Incrementally add Pydantic request/response models to the endpoints that matter most
(auth, activity CRUD, admin actions). FastAPI will pick them up automatically and the
Swagger UI becomes usable. No extra tooling needed.

Priority endpoints to type first:
- `POST /api/auth/login` / `logout` / `reset-password`
- `POST /api/register`
- `GET /api/me`
- `GET|POST /api/activity/{id}`
- `DELETE /api/activity/{id}`
- `POST /api/admin/users/{handle}/reset-password-code`
- `GET|POST /api/me/preferences` (once built)

**Layer 2 — human-readable (`docs/api.md`)**

A hand-written reference that groups endpoints by domain (auth, activities, admin,
sync), explains the overall auth model (cookie-based, httpOnly), rate limiting, and
covers things OpenAPI can't express well (SSE streams, error semantics, side effects
like rebuild triggers).

The OpenAPI spec and the hand-written doc are complementary, not duplicates:
OpenAPI is precise and machine-readable; `api.md` gives context and explains *why*.

---

## Tooling options

| Option | Pros | Cons |
|--------|------|------|
| Plain markdown in `docs/` | Zero tooling, lives in repo, renders on GitHub | No search, no versioning, no sidebar nav |
| MkDocs + Material theme | Beautiful, search, auto-nav from folder structure, can embed OpenAPI via plugins | Needs Python dep + build step; another thing to deploy |
| Docusaurus | Great for open-source projects, versioning, i18n | Node toolchain, heavier |
| VitePress | Fast, Vite-based (already in the stack), markdown + Vue | Still a separate site to host |
| Just the Swagger UI at `/api/docs` | Auto-generated, always up-to-date | Only covers the API, not user/admin/architecture |

**Recommendation:** Start with plain markdown in `docs/` — no build step, always
available, no new infrastructure. If the project goes public or the user base grows,
migrate to MkDocs Material (one `mkdocs.yml` + `pip install mkdocs-material`).
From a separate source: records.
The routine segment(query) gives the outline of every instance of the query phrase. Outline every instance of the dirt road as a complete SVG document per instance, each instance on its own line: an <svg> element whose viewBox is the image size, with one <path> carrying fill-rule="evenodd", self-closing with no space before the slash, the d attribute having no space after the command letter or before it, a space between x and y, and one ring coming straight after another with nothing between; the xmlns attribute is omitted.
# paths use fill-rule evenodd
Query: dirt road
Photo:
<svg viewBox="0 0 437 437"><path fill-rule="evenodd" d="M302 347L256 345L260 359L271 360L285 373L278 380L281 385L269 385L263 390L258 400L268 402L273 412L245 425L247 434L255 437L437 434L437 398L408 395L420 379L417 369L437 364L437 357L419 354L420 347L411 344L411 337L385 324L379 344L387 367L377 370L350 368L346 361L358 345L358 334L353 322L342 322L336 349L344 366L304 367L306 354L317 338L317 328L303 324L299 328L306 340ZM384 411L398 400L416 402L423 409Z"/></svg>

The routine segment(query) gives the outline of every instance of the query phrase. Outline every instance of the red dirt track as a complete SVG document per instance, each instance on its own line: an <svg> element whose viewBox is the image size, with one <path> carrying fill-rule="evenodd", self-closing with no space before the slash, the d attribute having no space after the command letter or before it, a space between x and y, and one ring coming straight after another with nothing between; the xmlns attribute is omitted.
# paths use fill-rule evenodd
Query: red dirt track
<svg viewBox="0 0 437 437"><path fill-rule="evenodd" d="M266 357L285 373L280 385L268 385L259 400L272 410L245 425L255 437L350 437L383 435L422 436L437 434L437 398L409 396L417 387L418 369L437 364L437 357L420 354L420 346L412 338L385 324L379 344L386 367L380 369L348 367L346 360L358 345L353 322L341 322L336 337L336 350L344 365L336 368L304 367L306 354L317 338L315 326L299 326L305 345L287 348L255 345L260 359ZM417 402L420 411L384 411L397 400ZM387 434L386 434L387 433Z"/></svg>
For the API specifically: enable the Swagger UI on the live server (currently it may
be disabled in production) so admins can explore it directly at `/api/docs`.

---

## Enabling Swagger UI in production

By default FastAPI serves `/docs` and `/redoc`. In `bincio serve`, the FastAPI app is
created with:

```python
app = FastAPI(docs_url=None, redoc_url=None)  # check current value
```

For a private instance (auth-walled), it is safe to expose `/api/docs` — add a note
in `admin-guide.md` that it exists. Alternatively, serve it only when an env var is set.

---

## Suggested first milestone

1. Create `docs/` with `index.md`, `admin-guide.md`, `api.md`
2. `admin-guide.md`: deploy, init, invite, password reset, rebuild, reset data
3. `api.md`: auth endpoints + activity endpoints, hand-written
4. Enable Swagger UI on the server (or at least document that it exists at `/api/docs`)
5. Add Pydantic models to the 8 priority endpoints above

Everything else (user guide, architecture, developer guide, MkDocs) is second milestone.